A heap profile is a statistical sample of allocations (typically 1 in 512KB or 1 in 1MB). Low overhead, suitable for always-on production use. A heap dump captures every live object in the process — potentially hundreds of gigabytes for large Java heaps or C++ processes. Taking a heap dump causes a stop-the-world pause while the GC walks the entire heap. Use heap dumps for debugging specific OOM crashes or isolated memory leak investigations. Use heap profiles for ongoing allocation rate monitoring and GC tuning.

What's the difference between wall-clock and CPU profiling for finding latency issues?

A CPU profile only samples threads that are actively executing on a CPU. A thread that is waiting on a network call, a lock, or disk I/O produces zero CPU samples — even though it is consuming user-facing latency. For RPC-heavy services, a CPU profile will tell you "your code is fast" while the actual bottleneck is a slow downstream service. Wall-clock profiling captures both on-CPU time (serialization, computation) and off-CPU time (I/O, waiting). Start with wall-clock; use CPU as a second step when you know the problem is in your own compute.

How do I profile a short-lived process (Lambda, job, cron)?

Push-based collection is required — a pull scraper that runs every 10 seconds will miss a Lambda that runs for 3 seconds. Options: (1) Profile built into the process startup/shutdown path (Go: import net/http/pprof, Java: async-profiler API), (2) Pyroscope's Lambda layer or sidecar, (3) for cron jobs, record a local pprof profile on exit and upload it to the backend asynchronously. Some backends (Profefe) have a /profile?seconds=N endpoint that starts a timer-based profile on the next push.

Why does perf report show [kernel] but no user-space stacks?

This typically means the kernel is executing a lot of CPU (system time), not the user process. This can be real — a kernel bottleneck — or a profiling setup problem. Check: (1) Are you using -g for stack collection? (2) Is the binary compiled with frame pointers or DWARF? (3) Are debuginfo packages installed? (4) Try perf report --no-branch-stack to see if there's a data collection issue. If the kernel stacks are real, use perf sched to analyze scheduler behavior, bcc-tools/offcputime.py to find off-CPU kernel time, and bcc-tools/biotop.py for block I/O.

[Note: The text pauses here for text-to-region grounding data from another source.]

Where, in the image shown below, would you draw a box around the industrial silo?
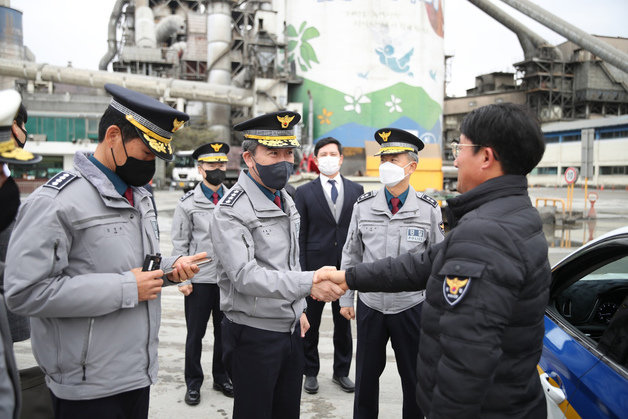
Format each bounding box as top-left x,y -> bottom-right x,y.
284,0 -> 444,189
0,1 -> 24,89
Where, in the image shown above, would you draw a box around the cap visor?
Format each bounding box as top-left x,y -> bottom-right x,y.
136,128 -> 174,162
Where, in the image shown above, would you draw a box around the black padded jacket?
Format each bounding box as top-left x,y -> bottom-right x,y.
346,175 -> 551,419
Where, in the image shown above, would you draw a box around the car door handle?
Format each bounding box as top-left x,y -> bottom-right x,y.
540,372 -> 566,404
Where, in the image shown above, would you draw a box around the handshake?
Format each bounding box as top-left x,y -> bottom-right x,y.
310,266 -> 348,302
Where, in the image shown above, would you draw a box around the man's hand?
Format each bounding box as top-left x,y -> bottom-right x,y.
314,269 -> 348,290
340,306 -> 355,320
132,268 -> 164,301
311,280 -> 345,302
313,265 -> 338,283
300,312 -> 310,337
178,283 -> 193,296
167,252 -> 207,282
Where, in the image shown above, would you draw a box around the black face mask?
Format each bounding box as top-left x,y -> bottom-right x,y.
252,157 -> 293,190
111,141 -> 156,187
204,169 -> 226,186
14,125 -> 27,148
0,176 -> 20,232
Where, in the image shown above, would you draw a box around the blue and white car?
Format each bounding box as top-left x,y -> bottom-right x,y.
541,227 -> 628,418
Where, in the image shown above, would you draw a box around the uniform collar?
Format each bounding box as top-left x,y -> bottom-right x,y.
200,182 -> 224,201
246,170 -> 281,203
239,170 -> 286,214
88,154 -> 128,196
384,186 -> 409,211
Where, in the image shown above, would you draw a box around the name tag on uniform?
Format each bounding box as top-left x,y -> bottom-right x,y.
407,228 -> 426,243
151,219 -> 160,240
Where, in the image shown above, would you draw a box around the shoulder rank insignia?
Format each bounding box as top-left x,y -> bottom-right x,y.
43,171 -> 78,191
180,190 -> 194,202
418,192 -> 438,208
357,190 -> 376,203
443,276 -> 471,306
221,189 -> 244,207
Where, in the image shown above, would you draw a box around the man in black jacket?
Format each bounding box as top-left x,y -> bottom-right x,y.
317,103 -> 550,419
294,137 -> 363,394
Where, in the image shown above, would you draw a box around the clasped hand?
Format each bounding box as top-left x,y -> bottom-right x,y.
310,266 -> 349,302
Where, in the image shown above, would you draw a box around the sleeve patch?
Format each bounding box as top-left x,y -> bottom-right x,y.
179,190 -> 194,202
43,172 -> 78,191
357,190 -> 376,203
418,192 -> 438,208
221,189 -> 244,207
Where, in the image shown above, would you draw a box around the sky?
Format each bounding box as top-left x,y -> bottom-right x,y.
10,0 -> 628,97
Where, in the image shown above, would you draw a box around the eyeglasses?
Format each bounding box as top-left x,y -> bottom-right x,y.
450,142 -> 482,158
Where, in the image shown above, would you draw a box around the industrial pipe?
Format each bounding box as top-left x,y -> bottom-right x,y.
498,0 -> 628,73
0,58 -> 254,107
99,0 -> 128,70
468,0 -> 561,60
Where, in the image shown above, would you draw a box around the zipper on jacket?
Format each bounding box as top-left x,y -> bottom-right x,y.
241,234 -> 251,259
80,318 -> 95,381
50,239 -> 61,276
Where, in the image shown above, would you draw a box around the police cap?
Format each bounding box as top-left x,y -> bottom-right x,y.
104,83 -> 190,162
192,142 -> 230,163
233,111 -> 301,148
374,127 -> 424,156
0,89 -> 41,165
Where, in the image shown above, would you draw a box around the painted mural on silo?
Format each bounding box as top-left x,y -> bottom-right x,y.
285,0 -> 444,184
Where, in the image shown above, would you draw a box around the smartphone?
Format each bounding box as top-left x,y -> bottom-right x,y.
163,257 -> 212,275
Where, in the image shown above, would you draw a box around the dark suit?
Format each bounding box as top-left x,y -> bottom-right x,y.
294,176 -> 363,378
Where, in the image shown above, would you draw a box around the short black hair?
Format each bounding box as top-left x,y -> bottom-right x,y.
15,104 -> 27,126
314,137 -> 342,157
460,103 -> 545,175
98,107 -> 140,143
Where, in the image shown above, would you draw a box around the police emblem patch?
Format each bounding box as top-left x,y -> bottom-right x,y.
406,227 -> 426,243
443,276 -> 471,306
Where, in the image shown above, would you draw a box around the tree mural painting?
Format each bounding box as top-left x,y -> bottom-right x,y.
286,21 -> 320,72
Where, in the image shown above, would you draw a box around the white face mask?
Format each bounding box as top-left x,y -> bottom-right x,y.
317,155 -> 341,176
379,161 -> 410,187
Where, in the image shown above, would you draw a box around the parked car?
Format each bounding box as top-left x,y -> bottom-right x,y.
541,226 -> 628,418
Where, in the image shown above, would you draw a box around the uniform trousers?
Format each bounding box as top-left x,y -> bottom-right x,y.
222,318 -> 304,419
354,298 -> 423,419
184,283 -> 227,390
50,386 -> 150,419
304,296 -> 352,377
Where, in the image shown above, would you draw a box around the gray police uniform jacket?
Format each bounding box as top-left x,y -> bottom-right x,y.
171,182 -> 229,284
4,152 -> 179,400
0,296 -> 20,419
210,171 -> 313,333
340,187 -> 444,314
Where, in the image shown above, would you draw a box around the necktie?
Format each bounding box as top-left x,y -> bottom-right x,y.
211,192 -> 219,205
328,179 -> 338,204
124,186 -> 134,207
273,194 -> 282,209
391,197 -> 400,215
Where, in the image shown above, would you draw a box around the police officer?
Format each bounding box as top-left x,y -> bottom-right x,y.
5,84 -> 205,419
172,142 -> 233,405
0,89 -> 41,419
0,90 -> 41,344
339,128 -> 444,419
210,111 -> 344,419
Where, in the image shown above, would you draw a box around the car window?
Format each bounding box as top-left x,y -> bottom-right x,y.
554,255 -> 628,367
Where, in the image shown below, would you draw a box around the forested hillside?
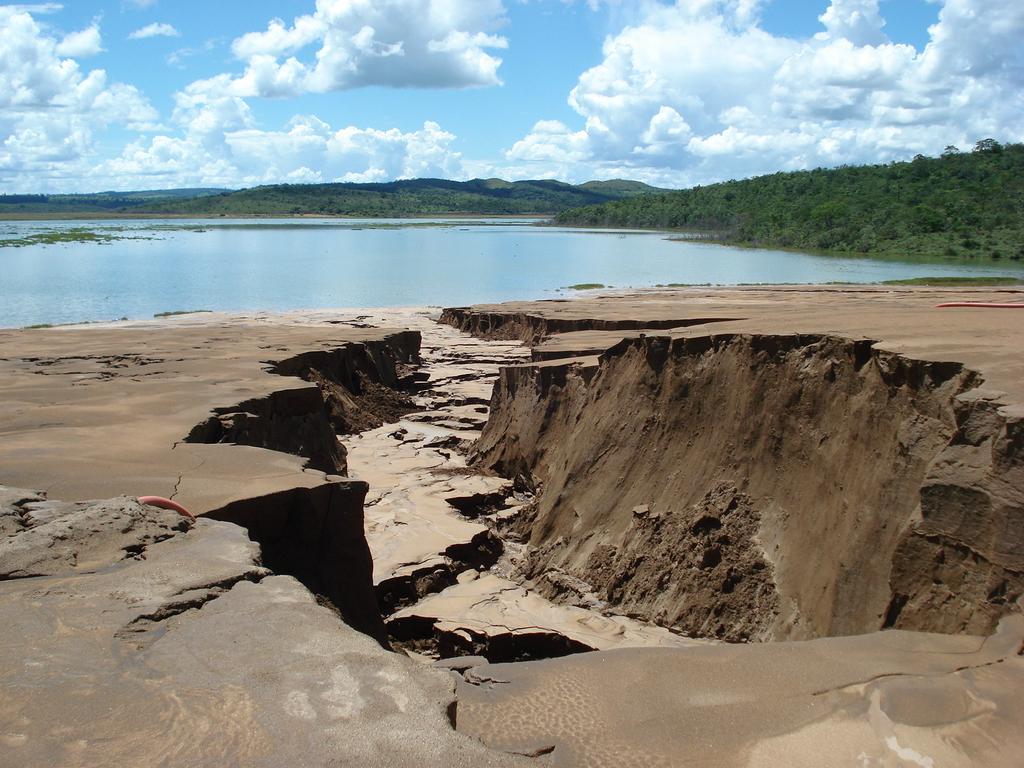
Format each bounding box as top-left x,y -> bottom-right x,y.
0,178 -> 664,218
556,141 -> 1024,261
138,178 -> 665,216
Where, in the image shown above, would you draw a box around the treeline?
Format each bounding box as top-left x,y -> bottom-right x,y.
138,178 -> 665,216
0,194 -> 48,204
0,188 -> 229,214
556,140 -> 1024,261
0,179 -> 665,218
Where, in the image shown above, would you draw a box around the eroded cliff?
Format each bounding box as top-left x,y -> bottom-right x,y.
185,331 -> 421,475
471,332 -> 1023,640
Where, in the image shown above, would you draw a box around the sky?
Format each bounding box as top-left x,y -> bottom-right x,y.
1,0 -> 1022,193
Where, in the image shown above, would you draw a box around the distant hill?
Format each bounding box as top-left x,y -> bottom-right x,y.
556,141 -> 1024,262
0,188 -> 230,215
133,178 -> 669,216
0,178 -> 667,218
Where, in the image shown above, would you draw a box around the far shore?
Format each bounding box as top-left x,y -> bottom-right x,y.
0,211 -> 555,222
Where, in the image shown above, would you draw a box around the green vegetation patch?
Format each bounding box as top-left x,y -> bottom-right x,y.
566,283 -> 607,290
2,229 -> 118,247
881,276 -> 1023,286
556,140 -> 1024,263
0,228 -> 156,247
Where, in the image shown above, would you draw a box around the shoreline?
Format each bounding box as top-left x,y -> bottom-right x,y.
6,280 -> 1023,332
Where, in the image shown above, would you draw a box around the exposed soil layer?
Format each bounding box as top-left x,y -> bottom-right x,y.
341,312 -> 696,661
185,385 -> 347,473
185,332 -> 421,474
270,332 -> 422,433
522,483 -> 779,642
205,480 -> 389,645
440,306 -> 741,344
471,330 -> 1024,640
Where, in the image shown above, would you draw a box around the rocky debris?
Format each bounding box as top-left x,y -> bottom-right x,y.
349,418 -> 509,615
0,487 -> 191,579
443,476 -> 516,518
455,612 -> 1024,768
0,491 -> 524,768
473,330 -> 1022,640
520,483 -> 780,642
387,572 -> 706,663
407,406 -> 491,432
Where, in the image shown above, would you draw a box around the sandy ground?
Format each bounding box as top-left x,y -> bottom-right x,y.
448,285 -> 1024,401
2,287 -> 1023,766
441,285 -> 1024,765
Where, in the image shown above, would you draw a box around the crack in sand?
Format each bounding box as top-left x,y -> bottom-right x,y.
117,568 -> 269,648
810,655 -> 1005,697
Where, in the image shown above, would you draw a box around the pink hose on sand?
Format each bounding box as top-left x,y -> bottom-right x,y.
138,495 -> 195,520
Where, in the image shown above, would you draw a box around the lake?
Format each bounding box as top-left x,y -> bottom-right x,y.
2,218 -> 1022,328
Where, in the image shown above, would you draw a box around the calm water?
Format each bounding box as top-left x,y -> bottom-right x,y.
2,218 -> 1022,328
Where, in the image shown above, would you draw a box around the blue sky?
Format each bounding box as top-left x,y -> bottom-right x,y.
1,1 -> 1021,192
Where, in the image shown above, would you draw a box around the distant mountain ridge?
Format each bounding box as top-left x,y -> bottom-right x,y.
0,178 -> 668,217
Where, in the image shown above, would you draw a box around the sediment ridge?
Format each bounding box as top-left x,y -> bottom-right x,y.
440,305 -> 741,344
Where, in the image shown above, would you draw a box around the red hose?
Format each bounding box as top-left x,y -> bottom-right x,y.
138,495 -> 195,520
935,302 -> 1024,309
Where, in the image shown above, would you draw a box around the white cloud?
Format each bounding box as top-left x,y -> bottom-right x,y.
0,7 -> 158,190
129,22 -> 179,40
500,0 -> 1024,185
199,0 -> 508,98
55,24 -> 103,57
817,0 -> 887,46
97,107 -> 465,189
166,38 -> 218,68
4,3 -> 63,13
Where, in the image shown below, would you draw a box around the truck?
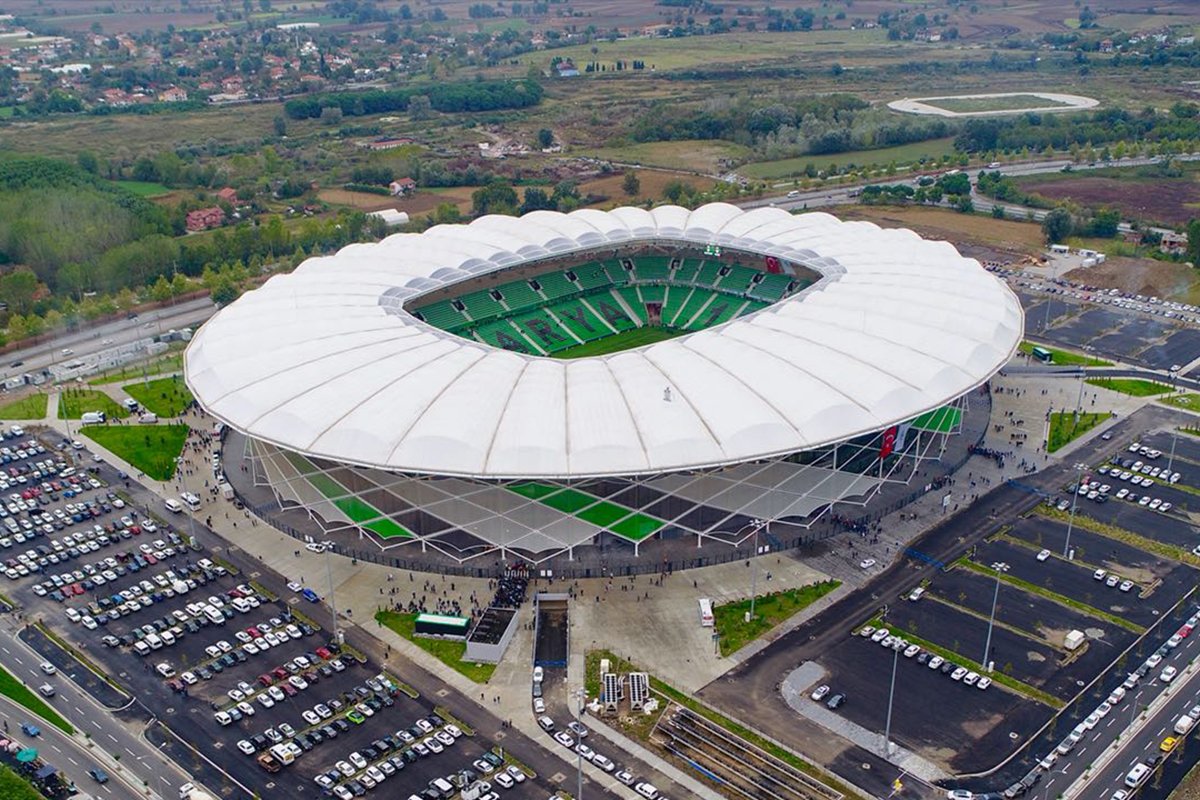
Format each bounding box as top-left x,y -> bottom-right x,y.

When should I use valgrind instead of perf?

valgrind (specifically callgrind) is for deterministic, instruction-level accurate profiling of small, bounded workloads. perf uses statistical sampling — it's approximate but very fast. valgrind runs your program 10-100x slower in a synthetic CPU and counts every instruction. Use it when: (1) your workload is short (completes in seconds), (2) you need instruction-level accuracy (not just function-level), (3) you want to analyze cache behavior in detail, or (4) you need to understand algorithmic complexity (counting actual function call frequencies). Never use valgrind for production profiling — the slowdown will change the behavior of caches, locks, and I/O-bound code.